Distant drums usher in the first of two special Edinburgh International Festival shows by PJ Harvey and a nine piece band performing her 2016 album, The Hope Six Demolition Project. Conceived during trips to Kosovo, Afghanistan and Washington DC with film maker and photographer Seamus Murphy, the result was a record as much journalese as work of art. It tapped into global concerns of poverty and the effects of war by way of a swathe of musical influences fleshed out with a driving percussive edge. The title itself was drawn from a project in Washington where rundown housing was demolished to make way for new dwellings. The result was that the original residents were priced out of the neighbourhood, such is the universal curse of gentrification and social cleansing. Perhaps this is why Harvey and her black clad band march onstage like they’re leading a funeral parade, martial drums to the fore. Harvey herself walks barely noticeable at the procession’s centre, the only woman of the party looking like a Lorca heroine in mourning, clutching a saxophone as she goes.
As Harvey lines up as part of the three piece horn section, the pounding introduction gives way to Chain of Keys. When she finally steps up to the microphone, it’s with a controlled power that sees her wield her saxophone like a weapon as she sings. The jaunty The Community of Hope is a people-powered anthem set to a rousing chorus decrying how the ‘hood is being messed up by Walmart’, in a way that got her in trouble with Washington’s local council. Live, the song has fresh resonance, as though Harvey and her own community onstage are willing the audience to rise up.

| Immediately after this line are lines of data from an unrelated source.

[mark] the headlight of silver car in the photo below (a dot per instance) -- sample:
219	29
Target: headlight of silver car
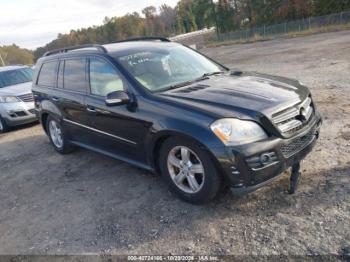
8	99
232	131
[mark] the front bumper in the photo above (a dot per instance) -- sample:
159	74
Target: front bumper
18	113
249	167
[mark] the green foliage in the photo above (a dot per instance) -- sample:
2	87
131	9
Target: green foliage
191	15
13	54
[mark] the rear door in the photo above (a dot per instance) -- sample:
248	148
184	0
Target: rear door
72	85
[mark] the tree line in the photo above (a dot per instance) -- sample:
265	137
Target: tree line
13	54
191	15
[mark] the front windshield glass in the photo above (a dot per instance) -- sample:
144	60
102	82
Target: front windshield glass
164	68
15	77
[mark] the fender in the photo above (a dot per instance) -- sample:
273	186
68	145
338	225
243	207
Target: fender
50	108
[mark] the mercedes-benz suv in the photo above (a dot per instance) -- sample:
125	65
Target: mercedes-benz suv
167	108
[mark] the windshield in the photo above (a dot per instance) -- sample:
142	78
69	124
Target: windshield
162	69
16	76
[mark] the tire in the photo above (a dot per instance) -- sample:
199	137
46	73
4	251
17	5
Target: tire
181	174
57	136
3	126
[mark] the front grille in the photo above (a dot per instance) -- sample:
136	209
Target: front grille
294	119
26	97
297	145
261	160
32	111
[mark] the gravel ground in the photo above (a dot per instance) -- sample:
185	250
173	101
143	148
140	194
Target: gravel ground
89	203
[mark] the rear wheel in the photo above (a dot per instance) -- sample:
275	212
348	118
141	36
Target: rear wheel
3	126
189	171
57	136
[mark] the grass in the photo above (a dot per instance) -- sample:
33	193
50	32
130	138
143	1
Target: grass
258	37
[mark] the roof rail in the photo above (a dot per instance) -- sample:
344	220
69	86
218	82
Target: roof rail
66	49
144	38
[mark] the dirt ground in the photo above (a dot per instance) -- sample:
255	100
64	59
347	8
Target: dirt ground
88	203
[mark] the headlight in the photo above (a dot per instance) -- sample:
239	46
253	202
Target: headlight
8	99
233	131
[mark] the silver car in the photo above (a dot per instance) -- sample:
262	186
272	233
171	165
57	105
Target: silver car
16	98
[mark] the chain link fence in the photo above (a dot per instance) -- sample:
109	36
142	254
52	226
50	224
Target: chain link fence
301	25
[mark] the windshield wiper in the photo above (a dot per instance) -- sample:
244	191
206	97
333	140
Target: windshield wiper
186	83
213	73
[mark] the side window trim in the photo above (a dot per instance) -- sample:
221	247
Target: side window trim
85	92
55	73
61	63
102	59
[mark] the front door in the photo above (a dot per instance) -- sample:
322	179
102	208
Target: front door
118	129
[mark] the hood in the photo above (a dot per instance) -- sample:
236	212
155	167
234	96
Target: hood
16	90
238	96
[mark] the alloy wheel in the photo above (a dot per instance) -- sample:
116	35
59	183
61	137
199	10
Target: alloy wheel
186	169
55	134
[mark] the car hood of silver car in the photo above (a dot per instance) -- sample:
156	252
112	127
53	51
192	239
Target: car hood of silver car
15	90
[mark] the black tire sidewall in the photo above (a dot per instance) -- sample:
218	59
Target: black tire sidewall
66	148
212	180
5	127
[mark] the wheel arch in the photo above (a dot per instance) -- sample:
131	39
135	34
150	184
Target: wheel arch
162	136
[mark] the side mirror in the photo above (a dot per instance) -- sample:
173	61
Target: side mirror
117	98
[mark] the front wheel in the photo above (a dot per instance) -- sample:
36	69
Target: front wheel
3	126
57	136
189	171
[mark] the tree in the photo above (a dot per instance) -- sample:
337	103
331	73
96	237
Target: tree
12	54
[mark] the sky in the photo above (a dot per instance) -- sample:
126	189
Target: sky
34	23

At times Harvey’s voice sounds close to vintage Patti Smith by way of Grace Slick. While she barely says a word outside of the songs, once she puts down her sax and releases the microphone from its stand, she vamps it up for all she’s worth, throwing shapes as if at a Balkan wedding.
The band is a well-drilled ensemble weaving reinventions of arcane blues and folk idioms into stunning arrangements. Made up of much of the album’s alumni, including long term collaborator John Parish, former Bad Seed Mick Harvey and Gallon Drunk violinist and guitarist James Johnston, they bolster Harvey with an intricate set of hand-clap pulsed chorales. When Terry Edwards plays two saxes at once or simply blares out his solos on Ministry of Affairs, it’s doubly thrilling.
Beyond The Hope Six Demolition Project, the set is peppered throughout with a pick and mix selection culled from Harvey’s back catalogue. Hearing 50 Foot Queenie and To Bring You My Love would be a treat anytime. Fleshed out with horn-led arrangements that still keep their raw heart intact, songs open out into eerier waters. The twin saxes on To Bring You My Love are intense enough to suggest a hitherto undiscovered form of mediaeval classicism.
Where songs such as White Chalk and Dear Darkness are intimate short stories in which Harvey inhabits passing characters for fleeting moments of intensity, The Hope Six Demolition Project is a widescreen epic. It’s just as intense, but with each episodic narrative linked across continents by action and consequence.
As River Anacostia’s ending segues into a massed a cappella finale, it sounds like a redemptive chain gang unleashing their collective spirit on high. After a standing ovation, Harvey and co return for a rip-roaring reinvention of Dylan’s Highway 61 Revisited, before the rolling thunder that has driven the night finally gives way to a raging calm.